In het tussentijdse evaluatiegesprek met de twee leidinggevenden wordt een stand van zaken opgemaakt over de mate waarin de inwerking van het personeelslid in zijn functie vordert en de mate waarin het personeelslid voldoet aan de functievereisten. Zo nodig worden bijsturingen afgesproken. Het tussentijdse evaluatiegesprek heeft de waarde van een formeel communicatiemoment en komt niet in de plaats van de eindevaluatie van de proeftijd.

De eindevaluatie van de proeftijd vindt in elk geval plaats voor de afloop van de proeftijd.

§2. Bij een proeftijd van zes maanden of meer, wordt het statutaire personeelslid op proef, in afwijking van §1, onderworpen aan een tussentijdse evaluatie, die plaatsvindt als de proeftijd voor de helft is verstreken.

Na een evaluatiegesprek stellen de evaluatoren de tussentijdse evaluatie van de proeftijd vast in een kwalitatief beschrijvend evaluatieverslag dat het evaluatieresultaat afdoende onderbouwt. Het resultaat van de tussentijdse evaluatie is gunstig of ongunstig.

Het statutaire personeelslid met een ongunstig evaluatieresultaat voor de tussentijdse evaluatie van de proeftijd wordt ontslagen.

Het vast bureau hoort het personeelslid vooraf.

Art. 47. Na een evaluatiegesprek stellen de evaluatoren de eindevaluatie vast in een kwalitatief beschrijvend evaluatieverslag dat het evaluatieresultaat op afdoende wijze onderbouwt.

Art. 48. Het resultaat van de eindevaluatie van de proeftijd is ofwel gunstig ofwel ongunstig.

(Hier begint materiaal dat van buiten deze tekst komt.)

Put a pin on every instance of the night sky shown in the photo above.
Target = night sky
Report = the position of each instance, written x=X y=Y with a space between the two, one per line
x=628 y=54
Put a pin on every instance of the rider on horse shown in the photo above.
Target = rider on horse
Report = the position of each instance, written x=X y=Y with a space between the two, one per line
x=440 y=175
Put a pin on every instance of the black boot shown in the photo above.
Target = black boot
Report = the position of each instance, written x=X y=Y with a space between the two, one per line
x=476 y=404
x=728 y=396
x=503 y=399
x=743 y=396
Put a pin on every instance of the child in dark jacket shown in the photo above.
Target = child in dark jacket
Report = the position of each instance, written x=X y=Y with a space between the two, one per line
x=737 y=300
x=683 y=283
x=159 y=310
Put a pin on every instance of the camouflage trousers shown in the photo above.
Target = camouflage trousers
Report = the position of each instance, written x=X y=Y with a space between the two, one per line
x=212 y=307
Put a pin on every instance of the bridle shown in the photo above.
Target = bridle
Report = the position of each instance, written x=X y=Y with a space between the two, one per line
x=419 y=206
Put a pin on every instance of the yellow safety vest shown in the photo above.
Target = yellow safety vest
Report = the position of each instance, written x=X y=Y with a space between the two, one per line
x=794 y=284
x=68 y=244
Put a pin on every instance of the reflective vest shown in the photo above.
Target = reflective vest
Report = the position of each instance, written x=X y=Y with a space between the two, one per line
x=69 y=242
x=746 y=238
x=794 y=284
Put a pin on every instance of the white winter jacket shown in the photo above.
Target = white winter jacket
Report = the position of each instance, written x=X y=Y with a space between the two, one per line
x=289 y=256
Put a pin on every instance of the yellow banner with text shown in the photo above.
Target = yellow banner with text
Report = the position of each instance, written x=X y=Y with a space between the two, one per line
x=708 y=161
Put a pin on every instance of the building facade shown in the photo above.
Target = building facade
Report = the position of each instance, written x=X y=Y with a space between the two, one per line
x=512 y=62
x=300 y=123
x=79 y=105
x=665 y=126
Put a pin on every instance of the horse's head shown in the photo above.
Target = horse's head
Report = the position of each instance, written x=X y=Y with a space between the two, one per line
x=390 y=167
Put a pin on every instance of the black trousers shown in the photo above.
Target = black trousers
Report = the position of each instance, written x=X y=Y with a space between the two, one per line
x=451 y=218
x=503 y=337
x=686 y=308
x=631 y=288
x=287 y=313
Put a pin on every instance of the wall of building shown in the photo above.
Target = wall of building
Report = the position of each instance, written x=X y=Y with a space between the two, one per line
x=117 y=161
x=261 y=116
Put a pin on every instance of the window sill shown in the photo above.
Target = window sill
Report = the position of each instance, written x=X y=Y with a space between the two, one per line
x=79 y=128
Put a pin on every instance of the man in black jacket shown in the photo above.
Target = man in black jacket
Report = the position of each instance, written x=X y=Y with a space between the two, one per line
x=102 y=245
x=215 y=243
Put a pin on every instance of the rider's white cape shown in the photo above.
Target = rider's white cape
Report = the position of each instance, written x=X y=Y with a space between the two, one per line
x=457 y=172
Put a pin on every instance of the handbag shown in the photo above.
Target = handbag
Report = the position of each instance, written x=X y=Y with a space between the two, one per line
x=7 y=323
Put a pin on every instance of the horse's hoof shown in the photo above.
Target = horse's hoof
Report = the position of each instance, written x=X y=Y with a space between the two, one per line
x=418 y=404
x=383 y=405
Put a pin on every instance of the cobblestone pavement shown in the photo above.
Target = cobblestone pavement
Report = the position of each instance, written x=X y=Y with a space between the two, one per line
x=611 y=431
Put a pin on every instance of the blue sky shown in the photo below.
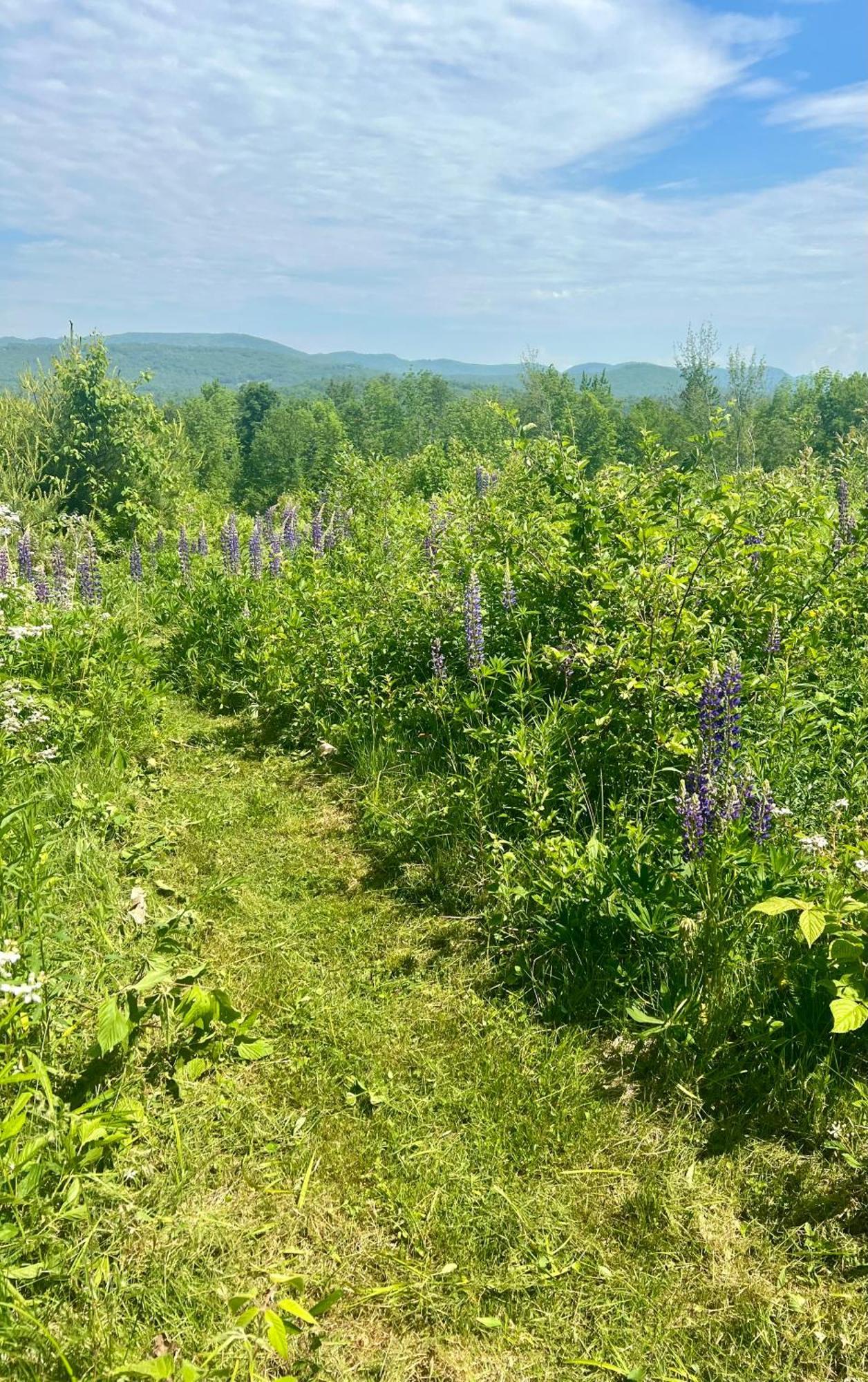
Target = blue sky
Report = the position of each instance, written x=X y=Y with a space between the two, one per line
x=583 y=178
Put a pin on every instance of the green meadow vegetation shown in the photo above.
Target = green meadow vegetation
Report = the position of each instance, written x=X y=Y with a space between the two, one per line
x=435 y=844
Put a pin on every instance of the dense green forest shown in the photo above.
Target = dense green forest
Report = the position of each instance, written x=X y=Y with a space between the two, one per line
x=436 y=878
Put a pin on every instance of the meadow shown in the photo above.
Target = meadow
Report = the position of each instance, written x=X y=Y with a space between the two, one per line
x=436 y=887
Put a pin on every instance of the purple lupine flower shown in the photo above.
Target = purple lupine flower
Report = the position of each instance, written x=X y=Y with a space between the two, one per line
x=136 y=573
x=185 y=553
x=317 y=536
x=255 y=548
x=475 y=636
x=713 y=725
x=91 y=578
x=439 y=663
x=754 y=541
x=274 y=559
x=41 y=587
x=695 y=824
x=847 y=523
x=288 y=529
x=230 y=547
x=26 y=556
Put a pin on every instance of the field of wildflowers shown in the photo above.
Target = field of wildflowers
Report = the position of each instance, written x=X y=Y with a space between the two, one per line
x=616 y=721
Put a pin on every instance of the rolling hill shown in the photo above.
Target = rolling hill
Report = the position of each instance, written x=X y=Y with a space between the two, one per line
x=180 y=363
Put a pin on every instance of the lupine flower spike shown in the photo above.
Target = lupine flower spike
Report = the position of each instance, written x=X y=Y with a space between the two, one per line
x=317 y=536
x=439 y=663
x=26 y=556
x=185 y=553
x=136 y=573
x=255 y=548
x=41 y=587
x=274 y=559
x=475 y=636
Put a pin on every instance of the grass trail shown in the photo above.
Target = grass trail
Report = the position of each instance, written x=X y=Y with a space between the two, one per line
x=493 y=1198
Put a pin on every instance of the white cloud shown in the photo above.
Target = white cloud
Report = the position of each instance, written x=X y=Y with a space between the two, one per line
x=842 y=110
x=393 y=161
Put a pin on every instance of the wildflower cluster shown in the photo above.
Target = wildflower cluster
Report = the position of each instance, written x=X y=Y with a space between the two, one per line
x=24 y=992
x=475 y=638
x=718 y=791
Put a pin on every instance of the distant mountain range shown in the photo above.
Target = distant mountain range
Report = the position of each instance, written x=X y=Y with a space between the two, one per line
x=180 y=363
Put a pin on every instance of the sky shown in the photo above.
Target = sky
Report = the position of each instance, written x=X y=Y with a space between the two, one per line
x=471 y=179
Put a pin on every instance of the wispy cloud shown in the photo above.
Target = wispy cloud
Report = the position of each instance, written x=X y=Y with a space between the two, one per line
x=845 y=108
x=388 y=160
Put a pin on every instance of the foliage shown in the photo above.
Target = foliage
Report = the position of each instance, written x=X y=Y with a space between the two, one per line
x=110 y=448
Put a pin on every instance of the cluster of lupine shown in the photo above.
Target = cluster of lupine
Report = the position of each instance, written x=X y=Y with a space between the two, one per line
x=49 y=577
x=475 y=636
x=718 y=791
x=185 y=553
x=437 y=527
x=89 y=574
x=847 y=523
x=255 y=548
x=26 y=556
x=317 y=534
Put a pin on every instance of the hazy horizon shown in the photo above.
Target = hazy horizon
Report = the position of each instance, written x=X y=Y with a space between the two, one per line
x=584 y=179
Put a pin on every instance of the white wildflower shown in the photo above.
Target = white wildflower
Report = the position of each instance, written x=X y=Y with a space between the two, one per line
x=30 y=993
x=9 y=957
x=27 y=631
x=813 y=844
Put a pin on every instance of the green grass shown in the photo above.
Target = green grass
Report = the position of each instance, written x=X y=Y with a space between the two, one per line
x=496 y=1199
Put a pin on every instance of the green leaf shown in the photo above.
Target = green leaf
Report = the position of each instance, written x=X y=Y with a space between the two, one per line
x=848 y=1014
x=847 y=949
x=256 y=1050
x=636 y=1014
x=291 y=1307
x=775 y=906
x=114 y=1026
x=812 y=924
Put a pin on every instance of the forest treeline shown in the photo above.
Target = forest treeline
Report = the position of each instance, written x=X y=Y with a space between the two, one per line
x=118 y=453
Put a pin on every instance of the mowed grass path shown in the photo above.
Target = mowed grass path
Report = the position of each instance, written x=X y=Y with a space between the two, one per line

Het statutaire personeelslid op proef dat na het verstrijken van de proeftijd op grond van het ongunstige resultaat van de eindevaluatie niet in aanmerking komt voor de vaste aanstelling in statutair verband, wordt ontslagen. Het ontslag wordt gegeven in overeenstemming met de bepalingen van artikel 173.

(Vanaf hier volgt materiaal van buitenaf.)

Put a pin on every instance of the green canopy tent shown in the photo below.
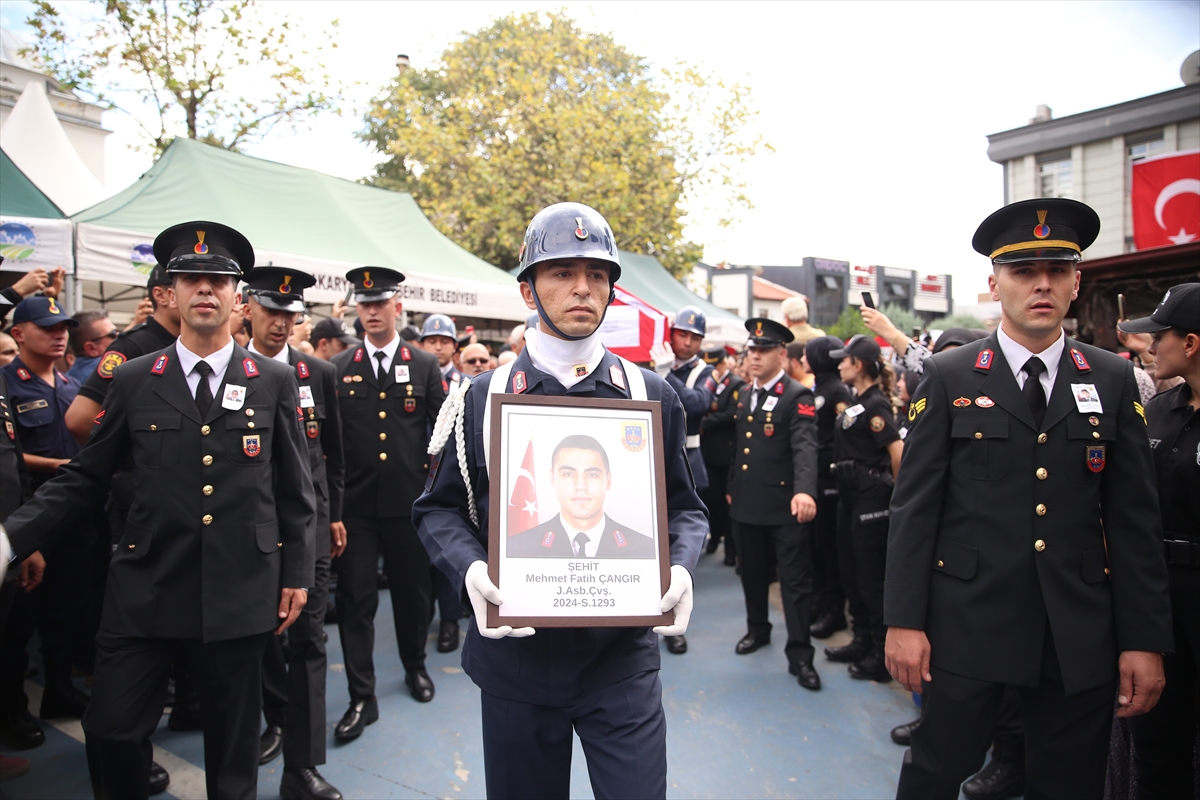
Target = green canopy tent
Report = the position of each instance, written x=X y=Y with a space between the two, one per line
x=33 y=230
x=295 y=217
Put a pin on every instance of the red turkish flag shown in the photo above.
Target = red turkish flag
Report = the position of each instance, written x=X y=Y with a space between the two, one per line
x=523 y=500
x=1167 y=200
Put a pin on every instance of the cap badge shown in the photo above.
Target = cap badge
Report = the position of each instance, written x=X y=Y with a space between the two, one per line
x=1042 y=229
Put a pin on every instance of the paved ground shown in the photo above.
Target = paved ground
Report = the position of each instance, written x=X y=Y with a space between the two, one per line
x=738 y=726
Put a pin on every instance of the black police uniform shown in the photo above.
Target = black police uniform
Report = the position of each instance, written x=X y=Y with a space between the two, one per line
x=863 y=469
x=1030 y=552
x=384 y=434
x=1164 y=737
x=222 y=518
x=718 y=438
x=775 y=459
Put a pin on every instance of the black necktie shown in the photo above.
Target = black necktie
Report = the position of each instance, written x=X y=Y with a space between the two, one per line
x=1032 y=390
x=581 y=541
x=203 y=391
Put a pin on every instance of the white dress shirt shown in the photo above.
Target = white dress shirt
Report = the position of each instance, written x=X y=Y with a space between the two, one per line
x=1018 y=354
x=389 y=352
x=219 y=361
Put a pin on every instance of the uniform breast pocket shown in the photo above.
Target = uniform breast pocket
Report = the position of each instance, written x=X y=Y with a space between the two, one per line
x=979 y=446
x=1089 y=438
x=249 y=433
x=156 y=438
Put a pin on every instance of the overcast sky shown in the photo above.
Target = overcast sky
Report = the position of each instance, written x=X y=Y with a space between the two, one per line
x=879 y=112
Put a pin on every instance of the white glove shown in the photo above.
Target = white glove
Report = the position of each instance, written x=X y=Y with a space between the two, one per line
x=480 y=589
x=663 y=358
x=5 y=553
x=679 y=599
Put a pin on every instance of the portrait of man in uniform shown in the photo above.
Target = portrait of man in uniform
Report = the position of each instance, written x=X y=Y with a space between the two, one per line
x=581 y=477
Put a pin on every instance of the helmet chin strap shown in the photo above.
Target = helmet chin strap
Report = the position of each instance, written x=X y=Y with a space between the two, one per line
x=544 y=317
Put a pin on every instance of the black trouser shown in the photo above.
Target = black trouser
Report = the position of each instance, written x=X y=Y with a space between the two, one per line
x=826 y=576
x=407 y=565
x=1164 y=737
x=127 y=699
x=863 y=533
x=294 y=677
x=1066 y=737
x=527 y=749
x=718 y=509
x=793 y=551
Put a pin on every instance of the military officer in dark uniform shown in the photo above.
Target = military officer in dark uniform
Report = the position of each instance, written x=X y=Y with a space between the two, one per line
x=867 y=458
x=1163 y=738
x=1026 y=546
x=222 y=518
x=294 y=677
x=831 y=397
x=389 y=397
x=773 y=485
x=717 y=444
x=604 y=683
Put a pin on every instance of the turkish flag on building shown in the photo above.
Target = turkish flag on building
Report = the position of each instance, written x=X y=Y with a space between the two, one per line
x=523 y=500
x=1167 y=200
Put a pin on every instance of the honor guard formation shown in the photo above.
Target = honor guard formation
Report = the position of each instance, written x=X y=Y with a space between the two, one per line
x=1001 y=522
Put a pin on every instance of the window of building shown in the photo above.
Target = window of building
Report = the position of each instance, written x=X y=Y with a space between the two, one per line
x=1055 y=174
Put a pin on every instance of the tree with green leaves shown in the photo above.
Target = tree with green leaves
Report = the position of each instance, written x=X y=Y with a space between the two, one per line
x=533 y=110
x=219 y=72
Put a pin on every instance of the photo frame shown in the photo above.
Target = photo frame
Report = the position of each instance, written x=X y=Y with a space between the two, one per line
x=577 y=529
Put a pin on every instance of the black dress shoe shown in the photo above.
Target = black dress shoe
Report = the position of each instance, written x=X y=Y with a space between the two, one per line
x=357 y=717
x=306 y=783
x=828 y=624
x=159 y=779
x=19 y=731
x=901 y=734
x=858 y=649
x=1002 y=777
x=420 y=685
x=270 y=744
x=749 y=643
x=448 y=636
x=807 y=675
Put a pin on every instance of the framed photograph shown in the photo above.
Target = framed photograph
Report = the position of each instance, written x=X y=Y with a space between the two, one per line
x=577 y=534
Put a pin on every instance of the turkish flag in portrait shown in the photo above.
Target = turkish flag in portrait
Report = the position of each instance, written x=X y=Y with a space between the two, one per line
x=523 y=500
x=1167 y=200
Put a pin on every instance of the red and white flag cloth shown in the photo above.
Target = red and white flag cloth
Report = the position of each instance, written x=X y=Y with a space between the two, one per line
x=1165 y=199
x=523 y=500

Het vast bureau hoort het personeelslid vooraf.

(22)

06/07/2020 Art. 49.

§1. De evaluatoren kunnen een verlenging van de proeftijd voorstellen, als uit de eindevaluatie blijkt dat de duur van de proeftijd niet volstaat om tot een gefundeerd evaluatieresultaat te komen.

In voorkomend geval wordt het voorstel van verlenging gemotiveerd. De verlenging kan niet geweigerd worden door de werknemer op proef.

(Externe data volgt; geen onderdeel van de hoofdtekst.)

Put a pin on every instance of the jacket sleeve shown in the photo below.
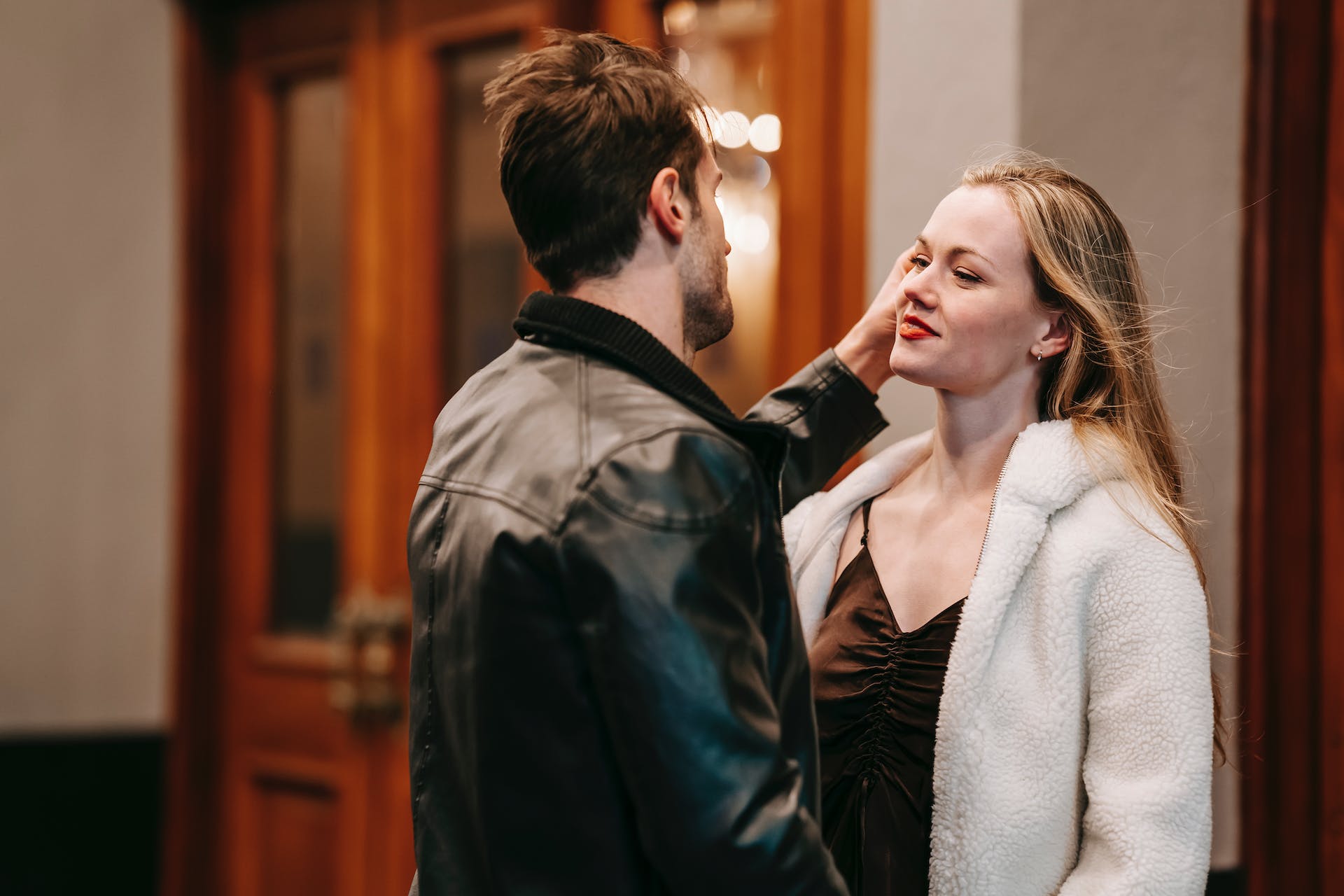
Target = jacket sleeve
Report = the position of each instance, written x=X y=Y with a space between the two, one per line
x=659 y=561
x=1148 y=762
x=828 y=414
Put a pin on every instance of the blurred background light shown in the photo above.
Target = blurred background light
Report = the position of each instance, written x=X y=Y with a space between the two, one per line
x=765 y=133
x=734 y=131
x=680 y=16
x=750 y=234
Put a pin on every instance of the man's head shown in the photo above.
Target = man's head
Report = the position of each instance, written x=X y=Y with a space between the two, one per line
x=588 y=125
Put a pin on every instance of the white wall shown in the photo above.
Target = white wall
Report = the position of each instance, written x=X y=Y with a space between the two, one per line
x=1144 y=101
x=944 y=85
x=88 y=327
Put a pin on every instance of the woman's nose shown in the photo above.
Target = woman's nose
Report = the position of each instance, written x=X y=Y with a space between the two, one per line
x=917 y=289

De verlenging kan eenmaal worden toegepast voor:

1° drie maanden voor functies van niveau E en D;

2° zes maanden voor functies van de niveaus C, B en A.

$2. Het vast bureau beslist over de verlenging van de proeftijd.

Het statutaire personeelslid op proef wordt voor de afloop van de verlengde

evaluatieperiode opnieuw geëvalueerd. Als uit de evaluatie blijkt dat het personeelslid niet in aanmerking komt voor de vaste aanstelling in statutair verband, wordt het ontslagen in overeenstemming met de bepalingen van artikel 173.

Art. 50. Na afloop van de proeftijd behoudt het statutaire personeelslid op proef zijn hoedanigheid van op proef aangesteld personeelslid, tot het vast bureau beslist over de vaste aanstelling of het ontslag.

Art. 51. Nihil.

Art. 52. Nihil.

Afdeling III. De vaste aanstelling in statutair verband

Art. 53. Het statutaire personeelslid op proef wordt vast aangesteld in statutair verband, op voorwaarde dat het:

1° voldoet aan de algemene toelatingsvoorwaarden en aan de aanwervingsvoorwaarden die voor de functie van toepassing zijn;

2° de proeftijd heeft afgesloten met een gunstig resultaat voor de evaluatie.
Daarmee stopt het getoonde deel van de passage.